Blind bidding – the next logical step in remote mediation



Commercial mediations have been a key factor in UK dispute resolution for more than 20 years. Despite that length of time, the process has not really evolved.  As in many areas of life, COVID-19 has thrust a spotlight on mediation – can it be done differently? People are taking up remote mediation, but that seems to keep all the same ingredients of a standard form mediation, except on Zoom rather than in person. Can we go further?

This article discusses a relatively new concept of "blind-bidding mediation". It is mediation stripped to its barest essentials. It is fast and cheap. It is genuinely innovative. What's more, it works. 

The rules of the game are simple. There is none of the usual paraphernalia associated with mediations – no position statements, no plenary sessions, no one-to-ones, no waiting around, only emails. There are three bidding rounds. If there is a match, the figure is revealed and the process ends in agreement (subject to the terms of a binding settlement document). If there is no match, the parties proceed to round two. If there is still no agreement, then in round three the mediator will either announce a match, or he will say whether the parties are within a specified sum apart (for example £30,000). That is pretty much it.
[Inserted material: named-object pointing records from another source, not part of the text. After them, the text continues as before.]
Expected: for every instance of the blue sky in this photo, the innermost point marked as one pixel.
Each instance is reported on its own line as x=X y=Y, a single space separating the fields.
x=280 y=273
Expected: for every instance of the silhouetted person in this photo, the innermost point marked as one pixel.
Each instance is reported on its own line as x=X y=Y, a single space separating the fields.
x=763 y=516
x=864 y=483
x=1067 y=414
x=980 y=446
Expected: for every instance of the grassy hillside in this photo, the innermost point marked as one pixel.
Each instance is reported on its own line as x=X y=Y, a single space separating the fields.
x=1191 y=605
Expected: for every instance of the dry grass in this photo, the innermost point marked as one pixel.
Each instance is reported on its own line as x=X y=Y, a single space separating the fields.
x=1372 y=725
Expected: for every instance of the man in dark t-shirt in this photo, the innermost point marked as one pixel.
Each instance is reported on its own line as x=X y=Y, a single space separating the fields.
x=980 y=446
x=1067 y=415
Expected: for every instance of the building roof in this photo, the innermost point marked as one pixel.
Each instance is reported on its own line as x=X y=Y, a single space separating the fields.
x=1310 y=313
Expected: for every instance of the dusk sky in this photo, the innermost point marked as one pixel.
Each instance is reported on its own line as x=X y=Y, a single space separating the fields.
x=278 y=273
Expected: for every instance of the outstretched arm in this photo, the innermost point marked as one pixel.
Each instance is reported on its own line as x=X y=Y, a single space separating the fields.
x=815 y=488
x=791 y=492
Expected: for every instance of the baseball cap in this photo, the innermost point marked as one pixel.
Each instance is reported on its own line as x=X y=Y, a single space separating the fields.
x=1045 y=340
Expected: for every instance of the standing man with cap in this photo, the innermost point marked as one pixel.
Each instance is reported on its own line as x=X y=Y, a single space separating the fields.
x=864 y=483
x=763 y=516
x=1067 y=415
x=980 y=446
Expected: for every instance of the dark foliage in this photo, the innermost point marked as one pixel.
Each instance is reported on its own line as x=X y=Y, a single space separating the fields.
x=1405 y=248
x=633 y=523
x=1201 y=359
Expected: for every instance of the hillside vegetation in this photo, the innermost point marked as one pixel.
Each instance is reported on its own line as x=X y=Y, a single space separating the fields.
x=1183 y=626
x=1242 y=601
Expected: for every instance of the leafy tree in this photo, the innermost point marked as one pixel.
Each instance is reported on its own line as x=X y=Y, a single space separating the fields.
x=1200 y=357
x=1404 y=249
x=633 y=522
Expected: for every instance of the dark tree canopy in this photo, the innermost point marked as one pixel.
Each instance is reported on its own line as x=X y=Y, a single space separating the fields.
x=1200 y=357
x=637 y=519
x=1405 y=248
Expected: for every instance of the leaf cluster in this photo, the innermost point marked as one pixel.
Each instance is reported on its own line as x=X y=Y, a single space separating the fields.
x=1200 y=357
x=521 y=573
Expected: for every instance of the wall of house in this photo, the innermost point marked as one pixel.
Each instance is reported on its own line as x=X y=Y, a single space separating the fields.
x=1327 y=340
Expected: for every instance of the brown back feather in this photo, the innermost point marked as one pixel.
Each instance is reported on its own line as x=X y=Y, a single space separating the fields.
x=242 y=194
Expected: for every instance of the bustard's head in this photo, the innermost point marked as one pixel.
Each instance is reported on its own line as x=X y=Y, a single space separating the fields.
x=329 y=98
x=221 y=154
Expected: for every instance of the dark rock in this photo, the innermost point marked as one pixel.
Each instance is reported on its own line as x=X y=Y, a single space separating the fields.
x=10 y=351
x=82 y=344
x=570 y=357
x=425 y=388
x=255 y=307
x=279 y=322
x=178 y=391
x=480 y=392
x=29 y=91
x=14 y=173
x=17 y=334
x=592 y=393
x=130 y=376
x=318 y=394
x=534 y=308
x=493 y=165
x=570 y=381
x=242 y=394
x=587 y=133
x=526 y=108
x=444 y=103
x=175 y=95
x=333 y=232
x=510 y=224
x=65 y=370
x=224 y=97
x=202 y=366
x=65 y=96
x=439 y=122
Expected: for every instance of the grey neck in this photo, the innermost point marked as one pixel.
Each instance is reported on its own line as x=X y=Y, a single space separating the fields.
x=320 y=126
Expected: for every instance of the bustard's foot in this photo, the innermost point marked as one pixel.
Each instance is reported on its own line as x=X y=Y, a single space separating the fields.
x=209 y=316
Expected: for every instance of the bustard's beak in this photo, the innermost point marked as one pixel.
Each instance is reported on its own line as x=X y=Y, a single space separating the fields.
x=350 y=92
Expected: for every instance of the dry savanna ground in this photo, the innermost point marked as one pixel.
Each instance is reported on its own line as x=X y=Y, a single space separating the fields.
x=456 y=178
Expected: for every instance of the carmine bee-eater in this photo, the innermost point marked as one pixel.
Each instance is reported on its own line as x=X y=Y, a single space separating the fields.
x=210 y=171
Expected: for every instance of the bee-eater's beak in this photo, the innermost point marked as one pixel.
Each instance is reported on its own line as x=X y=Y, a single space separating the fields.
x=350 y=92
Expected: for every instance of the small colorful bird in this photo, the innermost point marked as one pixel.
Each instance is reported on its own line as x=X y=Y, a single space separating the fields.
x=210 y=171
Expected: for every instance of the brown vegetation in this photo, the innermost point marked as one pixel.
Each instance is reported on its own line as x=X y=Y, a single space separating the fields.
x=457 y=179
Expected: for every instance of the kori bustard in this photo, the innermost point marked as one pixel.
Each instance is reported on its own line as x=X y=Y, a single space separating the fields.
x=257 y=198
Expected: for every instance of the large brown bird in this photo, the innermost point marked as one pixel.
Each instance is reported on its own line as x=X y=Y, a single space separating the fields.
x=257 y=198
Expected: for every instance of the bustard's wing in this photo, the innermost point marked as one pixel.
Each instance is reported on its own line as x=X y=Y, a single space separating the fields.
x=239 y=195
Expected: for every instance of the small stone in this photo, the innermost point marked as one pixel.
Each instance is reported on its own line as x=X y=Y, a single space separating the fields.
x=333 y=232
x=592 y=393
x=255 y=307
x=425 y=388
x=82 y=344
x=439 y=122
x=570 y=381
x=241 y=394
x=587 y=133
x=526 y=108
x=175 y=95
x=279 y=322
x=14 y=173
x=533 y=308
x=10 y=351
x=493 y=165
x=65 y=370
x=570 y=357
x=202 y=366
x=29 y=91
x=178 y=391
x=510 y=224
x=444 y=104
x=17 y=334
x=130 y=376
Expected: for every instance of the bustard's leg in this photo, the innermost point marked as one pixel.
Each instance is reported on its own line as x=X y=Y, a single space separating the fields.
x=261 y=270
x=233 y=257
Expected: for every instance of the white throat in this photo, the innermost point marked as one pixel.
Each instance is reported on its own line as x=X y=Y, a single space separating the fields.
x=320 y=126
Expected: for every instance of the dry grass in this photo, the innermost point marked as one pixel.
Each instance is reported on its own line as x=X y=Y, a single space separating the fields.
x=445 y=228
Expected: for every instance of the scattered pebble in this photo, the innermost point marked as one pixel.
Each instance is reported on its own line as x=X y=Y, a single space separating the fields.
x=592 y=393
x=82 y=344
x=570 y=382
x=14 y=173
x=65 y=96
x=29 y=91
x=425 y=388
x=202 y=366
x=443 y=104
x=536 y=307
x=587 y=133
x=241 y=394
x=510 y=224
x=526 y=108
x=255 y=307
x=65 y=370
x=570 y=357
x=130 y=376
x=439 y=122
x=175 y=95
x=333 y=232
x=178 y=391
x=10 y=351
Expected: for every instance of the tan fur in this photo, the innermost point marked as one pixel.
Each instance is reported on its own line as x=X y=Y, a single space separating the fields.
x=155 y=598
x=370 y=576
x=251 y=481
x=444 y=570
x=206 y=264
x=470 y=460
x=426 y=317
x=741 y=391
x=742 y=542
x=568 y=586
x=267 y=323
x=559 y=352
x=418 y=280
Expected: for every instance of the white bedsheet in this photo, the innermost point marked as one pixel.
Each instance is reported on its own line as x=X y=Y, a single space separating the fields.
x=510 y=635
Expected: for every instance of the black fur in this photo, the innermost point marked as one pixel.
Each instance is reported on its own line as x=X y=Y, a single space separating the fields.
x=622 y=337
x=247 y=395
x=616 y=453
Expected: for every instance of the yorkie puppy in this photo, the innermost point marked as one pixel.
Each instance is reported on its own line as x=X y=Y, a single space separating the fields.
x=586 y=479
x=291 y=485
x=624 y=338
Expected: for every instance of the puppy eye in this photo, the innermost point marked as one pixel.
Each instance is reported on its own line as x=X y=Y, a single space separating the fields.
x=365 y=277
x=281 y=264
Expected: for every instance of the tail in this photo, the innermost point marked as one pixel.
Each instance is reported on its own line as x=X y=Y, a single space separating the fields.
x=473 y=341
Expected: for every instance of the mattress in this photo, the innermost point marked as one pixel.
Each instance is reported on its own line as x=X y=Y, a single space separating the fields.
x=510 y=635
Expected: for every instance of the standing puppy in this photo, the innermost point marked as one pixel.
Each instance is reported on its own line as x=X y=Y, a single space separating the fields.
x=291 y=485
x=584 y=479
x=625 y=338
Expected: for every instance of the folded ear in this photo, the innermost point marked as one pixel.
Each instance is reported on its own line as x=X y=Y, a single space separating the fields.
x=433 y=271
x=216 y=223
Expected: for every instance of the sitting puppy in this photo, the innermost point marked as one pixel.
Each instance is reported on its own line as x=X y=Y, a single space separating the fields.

The parties choose a mediator and a date in the usual fashion. Because the process is so straightforward, we anticipate that there should be much greater availability from popular mediators and also greater freedom to use those mediators who are less known. 

The bids can be inclusive or exclusive of costs, but this must be agreed between the parties beforehand. The process will only really work if there is only one matter in dispute, most obviously money but it could be something else. Of course, it is possible that there could be an overlap, in which case the parties agree in advance what should happen. In our case, we agreed to split the difference.

We first tried out the process a couple of weeks ago. In our case, both the first and second bids were pronounced as no match. It felt unusual bidding in a vacuum, but that encouraged a focus on what the client genuinely wanted to resolve the dispute, without the distraction of what the opponent was offering. On the third bid, the mediator announced that there was no match, but, as if by magic, the parties were sufficiently close that the mediator was able to disclose the bids and we settled shortly after that. The day took an hour or two of our time. The total mediator costs were a few hundred pounds.   

Reflecting on the day, we came up with the following non-exhaustive list of advantages and disadvantages:


  • Considerably cheaper and less time-consuming than a traditional mediation. 
  • Very simple process and as close to a game as dispute resolution can get. Easily understood by clients.
  • Experience shows that some highly experienced defendants are becoming tired of the old-style mediation process and may refuse to attend. This process could be an acceptable alternative to them.
  • Enables the client to focus on the specific aim of a settlement figure.
  • It has a small but growing track record of success.


  • This is still a relatively new concept and it will take time to see if it is any more or less likely to succeed than a traditional style mediation.
  • The traditional mediation process is there for a reason. This truncated style may lead to a lower success rate (we shall see) because of the steps which have been missed out.
  • It does not easily lend itself to claims which have more than one issue in dispute. The parties will have to decide outside the process what is to happen about costs.
  • It remains to be seen whether the courts will accept the process as sufficiently substantial to avoid the costs consequences of an unreasonable refusal to mediate. That said, there is nothing to stop the parties moving to a mediation if the process does not succeed, since the process creates momentum even if unsuccessful.

Finally, the role of the mediator. It should not be assumed that, despite the ostensibly limited role played by the mediator, the role could be delegated to automated intelligence. We gained tremendous assistance from discussing the case with the mediator in advance. It was also essential that we could trust the integrity of the process by using a trusted human intermediary. Moreover, because of the momentum, even if the process failed, both parties would have been greatly assisted by suggestions from the mediator as to what to do next.

DISCLAIMER: Because of the generality of this update, the information provided herein may not be applicable in all situations and should not be acted upon without specific legal advice based on particular situations.